The hoarding of certain products like hand sanitiser show how quickly some people are willing to take things. Picture: AP/Ted S. Warren
The hoarding of certain products like hand sanitiser show how quickly some people are willing to take things. Picture: AP/Ted S. Warren

But the truth is that bad manners are now reimagined as a matter of life and death. Cough and sneeze shaming is obligatory in the 'burbs. It is every man and woman for themselves. And that is bad news for all of us, face mask or not.

Meanwhile, a Bankstown mother and daughter have been charged after fight over toilet paper in Woolworths. Footage went viral of the pair tussling with another woman over a multipack of Quilton. Again, the 'I Can't Believe It' footage exposing the rude underbelly of Sydney's fancy pants.

"Get off me," a woman screeches in the video, which also shows a woman pulling the other one's hair.

After they stop brawling, a woman argues: "I just want one packet." But the one with the prized trolley is unmoved, responding: "No, not one packet."

Nice.

There's also been reports of knives and tasers being pulled in supermarket aisles, adding to an increasingly foul cloud of aggression and self-righteousness settling over this city.

As the economic cost of coronavirus skyrockets, so does the devastating effect on our social skills. Eye wateringly selfish behaviour is on the rise even though the best response most of the time is probably to wash your hands.

Yes, it is rational to prepare your family for a looming, difficult event. Have enough on hand, an emergency supply to last you two weeks.

One local university has asked staff to dob each other in if they present any sign of illness on campus, in a move described as Big Brother-esque. But it is not a green light to be rude.

Meanwhile, all NSW public schools have a number of security measures in place following the coronavirus outbreak. But we are now at the point that school staff are rattling off terse emails about thieves stealing their toilet paper.

One Coles customer was seen loading multiple packets of toilet paper into the van of his car due to coronavirus panic. Picture: Bill Hearne
One Coles customer was seen loading multiple packets of toilet paper into the van of his car due to coronavirus panic. Picture: Bill Hearne

The letter was sent on Monday by Wiley Park Public School: "This is a low act and means our students suffer and the school now has to spend money which could have been used for better purposes to repair these holders." Really? From kids at school?

Abdu Sharkawy, an infectious disease expert from Canada, made a valid point when he noted: "I am not scared of COVID-19. What I am scared about is the loss of reason and wave of fear that has induced the masses of society into a spellbinding spiral of panic, stockpiling obscene quantities of anything that could fill a bomb shelter adequately in a post-apocalyptic world."

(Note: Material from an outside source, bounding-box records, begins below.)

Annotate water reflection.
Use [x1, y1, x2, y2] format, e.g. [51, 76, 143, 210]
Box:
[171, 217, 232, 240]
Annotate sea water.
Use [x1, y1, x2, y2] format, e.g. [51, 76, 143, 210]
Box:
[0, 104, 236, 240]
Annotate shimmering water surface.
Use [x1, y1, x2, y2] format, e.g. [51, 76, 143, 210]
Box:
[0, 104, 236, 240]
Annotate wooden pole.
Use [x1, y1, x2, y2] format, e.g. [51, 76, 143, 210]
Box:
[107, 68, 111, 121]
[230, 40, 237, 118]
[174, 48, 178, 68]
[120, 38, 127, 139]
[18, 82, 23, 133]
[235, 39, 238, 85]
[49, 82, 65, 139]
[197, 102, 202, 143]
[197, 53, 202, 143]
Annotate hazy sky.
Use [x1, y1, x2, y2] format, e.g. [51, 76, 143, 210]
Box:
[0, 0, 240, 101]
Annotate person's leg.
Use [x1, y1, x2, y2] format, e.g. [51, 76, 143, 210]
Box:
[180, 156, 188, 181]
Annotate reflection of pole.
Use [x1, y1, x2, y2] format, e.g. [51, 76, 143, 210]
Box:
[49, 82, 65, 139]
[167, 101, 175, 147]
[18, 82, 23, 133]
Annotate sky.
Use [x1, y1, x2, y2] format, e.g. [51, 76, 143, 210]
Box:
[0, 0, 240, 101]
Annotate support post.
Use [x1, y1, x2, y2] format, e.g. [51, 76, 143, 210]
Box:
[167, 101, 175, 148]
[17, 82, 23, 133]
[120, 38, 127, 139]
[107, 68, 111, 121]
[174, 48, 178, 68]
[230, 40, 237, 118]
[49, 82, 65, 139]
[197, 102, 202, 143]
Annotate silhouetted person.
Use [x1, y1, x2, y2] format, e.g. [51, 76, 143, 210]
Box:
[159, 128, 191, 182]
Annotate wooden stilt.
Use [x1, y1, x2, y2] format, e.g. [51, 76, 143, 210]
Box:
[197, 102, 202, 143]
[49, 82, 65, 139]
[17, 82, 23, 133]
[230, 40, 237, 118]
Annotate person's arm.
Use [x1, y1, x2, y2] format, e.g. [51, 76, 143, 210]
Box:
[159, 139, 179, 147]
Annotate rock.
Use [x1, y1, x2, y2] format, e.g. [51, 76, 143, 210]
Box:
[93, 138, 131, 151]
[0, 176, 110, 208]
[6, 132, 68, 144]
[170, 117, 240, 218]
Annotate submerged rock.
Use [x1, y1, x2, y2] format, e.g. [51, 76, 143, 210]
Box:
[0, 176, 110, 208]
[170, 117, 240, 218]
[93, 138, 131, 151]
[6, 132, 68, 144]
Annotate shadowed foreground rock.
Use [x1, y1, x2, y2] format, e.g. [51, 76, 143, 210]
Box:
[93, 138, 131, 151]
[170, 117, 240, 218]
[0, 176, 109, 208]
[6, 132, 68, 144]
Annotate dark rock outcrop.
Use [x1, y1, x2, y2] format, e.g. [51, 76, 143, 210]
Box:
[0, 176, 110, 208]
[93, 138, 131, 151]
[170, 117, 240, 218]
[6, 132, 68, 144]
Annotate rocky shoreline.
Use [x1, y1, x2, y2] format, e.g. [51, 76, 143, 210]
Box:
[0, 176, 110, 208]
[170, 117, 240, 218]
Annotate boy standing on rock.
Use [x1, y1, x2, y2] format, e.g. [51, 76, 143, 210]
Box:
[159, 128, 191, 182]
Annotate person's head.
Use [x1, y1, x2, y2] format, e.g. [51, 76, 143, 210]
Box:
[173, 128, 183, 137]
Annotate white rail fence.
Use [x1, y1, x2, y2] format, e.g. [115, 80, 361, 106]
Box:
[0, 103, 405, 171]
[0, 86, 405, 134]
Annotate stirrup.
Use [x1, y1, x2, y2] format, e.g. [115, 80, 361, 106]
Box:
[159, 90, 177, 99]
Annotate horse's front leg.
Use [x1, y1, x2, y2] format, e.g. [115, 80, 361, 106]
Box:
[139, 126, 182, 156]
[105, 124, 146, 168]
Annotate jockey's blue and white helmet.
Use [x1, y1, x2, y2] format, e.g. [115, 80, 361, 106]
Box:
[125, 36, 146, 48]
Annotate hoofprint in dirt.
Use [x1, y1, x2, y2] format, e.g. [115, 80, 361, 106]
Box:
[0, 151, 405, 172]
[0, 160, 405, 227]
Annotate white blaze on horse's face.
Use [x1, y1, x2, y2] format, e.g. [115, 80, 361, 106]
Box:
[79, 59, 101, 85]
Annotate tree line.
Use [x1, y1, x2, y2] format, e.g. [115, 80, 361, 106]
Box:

We really have jumped the shark if we allow our common decency and manners - as crucial as traffic lights in a city like Sydney - to disintegrate.

Another friend of mine was in the supermarket a few days ago. Her household was about to use its last toilet roll and she was keen to stock up but not stockpile. At her third store, she spied three packs of toilet rolls on the very top shelf. As she reached up to take one, an angry voice behind her sniped: "I suppose you will be taking all of them?"

It didn't deserve a response but my friend replied, "No, just two packs; one for each bathroom in my home." His reply was sharp and defensive. "Don't bother leaving them on my account." And as he walked away my friend heard him utter something to the tune of "Stupid panic merchants. Idiot bitch."

Don't make it your mission to wait for someone upon whom you can unburden your anger and fear at coronavirus.

None of us knows what the next round of COVID-19 news will bring. But we can control how we treat our fellow Sydneysiders.